This article is taken from the August-September 2024 issue of The Critic. To get the full magazine why not subscribe? Right now we’re offering five issues for just £10.
Where might British tennis have been for the past 20 years if a thief on a bus in Barcelona in the late 1970s hadn’t lifted Judy Erskine’s purse from her handbag? For a struggling young professional who had no money, no coach, no proper training facility at home and slept in a tent during tournaments, it was the final straw. She returned to Scotland, went to university, got married and in due time had two boys to whom she transferred her love of tennis.
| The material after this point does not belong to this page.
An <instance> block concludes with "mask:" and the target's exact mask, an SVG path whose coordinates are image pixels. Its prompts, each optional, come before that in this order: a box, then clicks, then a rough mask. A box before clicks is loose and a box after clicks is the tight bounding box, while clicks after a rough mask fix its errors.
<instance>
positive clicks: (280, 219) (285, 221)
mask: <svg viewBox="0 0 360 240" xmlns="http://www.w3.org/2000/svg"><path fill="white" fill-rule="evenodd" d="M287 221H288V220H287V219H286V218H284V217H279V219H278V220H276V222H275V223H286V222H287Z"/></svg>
Between them, her sons would win 86 tour titles, ten of them grand slams, two Olympic gold medals and Britain’s first Davis Cup crown for 79 years. Both topped the world rankings in their disciplines: doubles for her elder son, who won seven majors, and singles for the younger, who was knighted in 2017 at the age of 29 and might have won more than three singles slams if he hadn’t played in the era of the three greatest players in history.
It is easy to forget how mediocre British tennis was before the Murrays, especially in the men’s singles game where the name of Fred Perry and his eight major titles hung like an albatross across the shoulders of any home player who won a couple of rounds at Wimbledon. How excited we got in the mid-90s when Jeremy Bates almost reached the quarter-finals in a zip-up cardie! When in 2013 Andy Murray became the first Brit to win the men’s singles title in SW19 since Perry’s last in 1936, he called his management company 77 to recognise the years of drought.
There had been the odd flash of hope, such as when John Lloyd reached the 1977 Australian Open final or when Greg Rusedski did the same in New York 20 years later. Tim Henman reached six Grand Slam semi-finals, but more often making the second week of a slam was the peak of British male ambition. In men’s doubles, too, there were two US Open titles for Roger Taylor in the early 1970s, the first British success since the 1930s, and then a long wait for Jamie Murray. Even the women had gone off the boil since Virginia Wade and Sue Barker.
The Murrays did it all despite the handicap of being Scottish. I mean no disrespect to the sporting prowess of that noble nation, but the weather and the lack of indoor courts did not help to breed tennis champions. When Andy reached the third round on his Wimbledon debut as the world no. 312 in 2005, he was the first Scottish man to get that far since Donald MacPhail in 1938. It would take until 2022 before Murray failed to win at least two rounds at his home slam.
Scottish tennis success, like golf in the Sahara, was such a rarity that it became a joke in Monty Python’s Flying Circus. The week before the appearance of the Dead Parrot sketch, when Judy Murray was barely ten, an episode was based around alien blancmanges from the planet Skyron turning people into Scotsmen to give them a better chance of winning Wimbledon. “Och, Angus, ye ken full well that Scots folk dinna know how to play the tennis to save their lives,” says the wife of the man who is sent out to represent the human race on Centre Court.
This was a little unfair on Scottish women. Frances MacLennan from Glasgow and Joyce Williams from Dundee had both reached the fourth round in 1965 and Winnie Shaw, another Glaswegian, would get to the quarter-finals of Wimbledon and the semi-finals of the Australian Open in 1970 and 1971, but you would have fancied your money on a blancmange with a racket against most of the Scottish men.
Harold Mahony, who won the Wimbledon singles title in 1896 despite reportedly having a rotten forehand, was the last Scottish-born champion before Murray, but he grew up playing tennis at the family seat of Dromore Castle in County Kerry. Between him and Murray you had only MacPhail and Ian Collins, who reached the fourth round in 1931 with a serve described as looking like “a monkey mounting a pole”.
Otherwise the annals of Scottish tennis give us Lestocq Erskine, winner of the first Wimbledon doubles title in 1879; Herbert Lawford, the 1887 singles champion (although schooled in Edinburgh, he was born and raised in Bayswater); and a pair of brothers who were great-great-uncles to our King.
Herbert and Patrick Bowes-Lyon, the fourth and fifth sons of the thirteenth Earl of Strathmore and Kinghorne, had a fine Wimbledon in 1887 with Herbert reaching the quarter-finals in the singles and Patrick winning the doubles alongside yet another Herbert, Wilberforce, great-grandson of the abolitionist. Their niece Elizabeth married a man who played in the first round of the men’s doubles at Wimbledon, ten years before he was crowned George VI.
Whilst the Bowes-Lyons, formidable on the grass at Glamis Castle, were the Murrays of their day, the records really don’t compare. Jamie Murray has won more than 100 Grand Slam doubles matches, whilst Andy will retire after the Olympics with 200 singles Grand Slam wins, placing him between Pete Sampras and Stefan Edberg on the all-time list and a few places ahead of John McEnroe and Boris Becker. That’s fine company to keep: especially for a Scot. We shall miss them.